Russia will vote in presidential elections next month that Vladimir Putin is certain to win. Consider that statement for a moment. An election implies a contest. So how can the current president, who has already served three terms and wielded power in the Kremlin continuously since 1999, be assured of victory in advance? The answer is that Russia’s is an election in name only. In truth it is a sham and a smokescreen, designed to confer democratic respectability on to a corrupt oligarchy. For Russians accustomed to unaccountable rule from on high, this is nothing new. More surprising is the supine acquiescence, bordering on complicity, of western democracies. Putin will win on 18 March because the system he created, politely known as “managed democracy”, removes all elements of surprise. His most credible challenger, Alexei Navalny (who in any case did not expect to win), has been banned from participation on specious legal grounds. Last month Navalny was arrested while urging an election boycott.

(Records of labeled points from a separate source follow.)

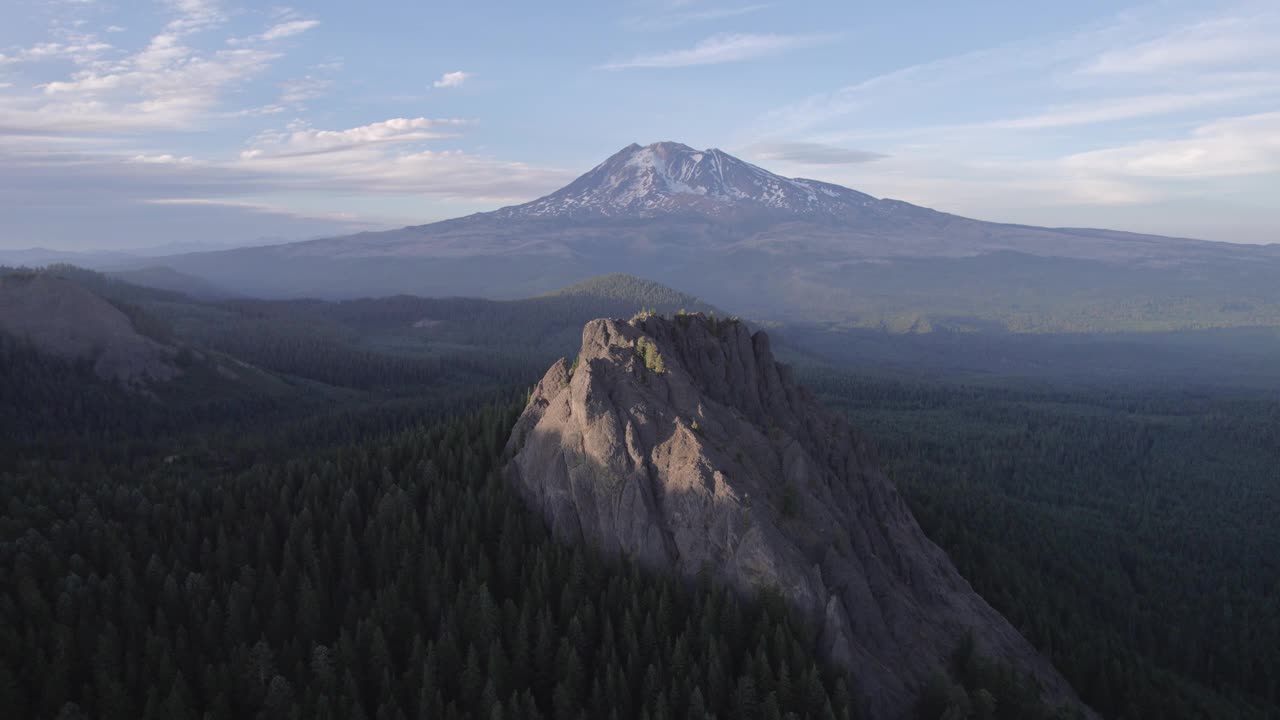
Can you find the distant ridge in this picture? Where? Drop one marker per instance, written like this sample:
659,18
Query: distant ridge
630,288
778,249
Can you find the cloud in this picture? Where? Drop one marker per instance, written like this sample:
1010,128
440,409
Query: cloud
1235,146
391,156
1129,108
452,80
309,141
1219,41
668,21
288,30
723,48
167,85
813,154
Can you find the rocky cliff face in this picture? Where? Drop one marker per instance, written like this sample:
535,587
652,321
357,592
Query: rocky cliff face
684,443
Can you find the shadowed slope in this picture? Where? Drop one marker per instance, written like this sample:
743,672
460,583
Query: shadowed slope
684,443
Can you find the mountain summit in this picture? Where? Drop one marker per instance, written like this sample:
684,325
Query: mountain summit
769,246
682,443
673,178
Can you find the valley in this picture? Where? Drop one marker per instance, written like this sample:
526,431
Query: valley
1073,522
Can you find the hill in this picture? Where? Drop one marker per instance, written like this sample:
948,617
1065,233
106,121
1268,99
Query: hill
682,443
776,247
64,319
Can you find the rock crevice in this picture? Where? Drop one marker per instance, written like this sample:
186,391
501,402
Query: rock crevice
682,443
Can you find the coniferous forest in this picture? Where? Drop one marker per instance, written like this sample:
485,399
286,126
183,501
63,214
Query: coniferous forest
328,536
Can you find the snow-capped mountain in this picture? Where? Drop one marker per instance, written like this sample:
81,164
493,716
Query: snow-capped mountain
671,178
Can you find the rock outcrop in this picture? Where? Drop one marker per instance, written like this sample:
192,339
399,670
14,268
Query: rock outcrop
62,318
681,442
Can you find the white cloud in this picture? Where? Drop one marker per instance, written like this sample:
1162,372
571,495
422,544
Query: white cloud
725,48
1234,146
1129,108
309,141
673,19
391,156
167,85
165,159
1219,41
288,30
452,80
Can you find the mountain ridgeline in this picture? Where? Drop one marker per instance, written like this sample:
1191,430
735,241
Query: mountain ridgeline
785,249
682,443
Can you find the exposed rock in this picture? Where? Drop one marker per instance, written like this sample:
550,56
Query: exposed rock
63,318
681,442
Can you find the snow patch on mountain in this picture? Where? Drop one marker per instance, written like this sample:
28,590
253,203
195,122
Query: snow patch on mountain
672,178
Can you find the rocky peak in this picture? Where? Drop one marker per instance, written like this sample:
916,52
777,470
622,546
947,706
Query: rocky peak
673,178
684,443
62,318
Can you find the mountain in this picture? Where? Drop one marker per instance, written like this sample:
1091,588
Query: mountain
682,443
62,318
167,278
668,178
787,249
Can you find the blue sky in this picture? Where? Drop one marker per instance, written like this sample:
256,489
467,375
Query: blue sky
144,123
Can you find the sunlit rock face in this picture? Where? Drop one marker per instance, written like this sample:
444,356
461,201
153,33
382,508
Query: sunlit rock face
682,443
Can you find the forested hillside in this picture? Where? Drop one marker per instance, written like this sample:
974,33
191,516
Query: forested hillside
1130,536
304,536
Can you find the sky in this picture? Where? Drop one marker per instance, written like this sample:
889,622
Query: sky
183,123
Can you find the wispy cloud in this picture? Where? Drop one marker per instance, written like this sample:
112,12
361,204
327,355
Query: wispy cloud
392,156
723,48
452,80
1235,146
1212,42
812,154
668,19
1130,108
165,85
288,30
1120,114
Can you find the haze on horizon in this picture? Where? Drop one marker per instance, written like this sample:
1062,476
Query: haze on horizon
196,121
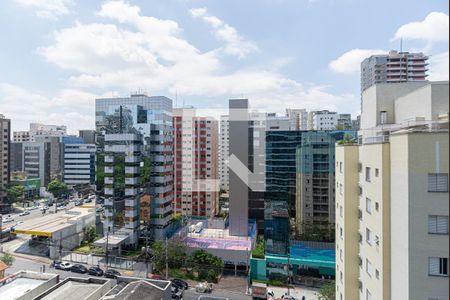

Putin’s control of Russia’s television outlets and other media means political opponents are virtually invisible, unless they are in court on a charge. By contrast, his own public appearances receive fawning blanket coverage.
There are no presidential debates, no unsanctioned opinion polls. Rival candidates do exist, but they resemble sparring partners whose task is to legitimise the process while helping the champ show off his best punches. They include Vladimir Zhirinovsky, a sort of ultra-nationalist Screaming Lord Sutch, and Pavel Grudinin, the Communist party’s candidate, who runs a privatised company called Lenin State Farm.